Whilst many police forces recognise homophobic and transphobic hate crimes against lgbt people, there are have been no specific criminal offences based on hatred on the grounds of sexual orientation and therefore offences are dealt with under the ordinary criminal law.
Jodi Dobrowski was 24 when he was brutally beaten to death in a homophobic attack. His killers were sentenced to murder and ordered to serve not less than 28 years in prison. This was a landmark case in Britain, where Section 146 of the Criminal Justice Act 2003 was utilised in sentencing the killers. This Act empowers courts to impose tougher sentences for offenses motivated or aggravated by the victim's sexual orientation in England and Wales. But still other murders have taken place. On 30th January 2007, Malcom Benfold, a 57 year oold gay man was beaten to death in Blackpool after suffering severe head injuries. His 23 yeard old murderer, had gone out to gay bash homosexual man and received a life sentence and ordered that he must serve at least 18 years in prison.
On making today's announcement, Mr Straw said "It is a measure of how far we have come as a society in the last ten years that we are now appalled by hatred and invective directed at people on the basis of their sexuality," and "It is time for the law to recognise this."
Some religious groups claim their members could face seven years in jail for expressing their views about homosexuality under the proposed new legislation. The Christian Institute claim that the proposed incitement law restricts free speech, targets Christians and will stifle debate about homosexuality. It objects to the extension of incitement to racial hatred laws to sexual orientation as "homosexuality is a chosen lifestyle. " Christians are already protected from incitement to religious hatred by law.

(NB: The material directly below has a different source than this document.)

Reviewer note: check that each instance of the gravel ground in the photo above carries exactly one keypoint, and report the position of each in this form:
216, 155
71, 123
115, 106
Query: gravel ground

These are the religios groups that held placards up at Pride saying we will all burn in hell and took their children to vigils shouting abuse and showing hatred towards lgb people duting the debate on the goods facilities and services regulations debates.
With the increase in fascism and attacks from the far right all across Europe, there is no better time than now to send a message that incitement to hatred on the grounds of sexual orientation will not be tolerated.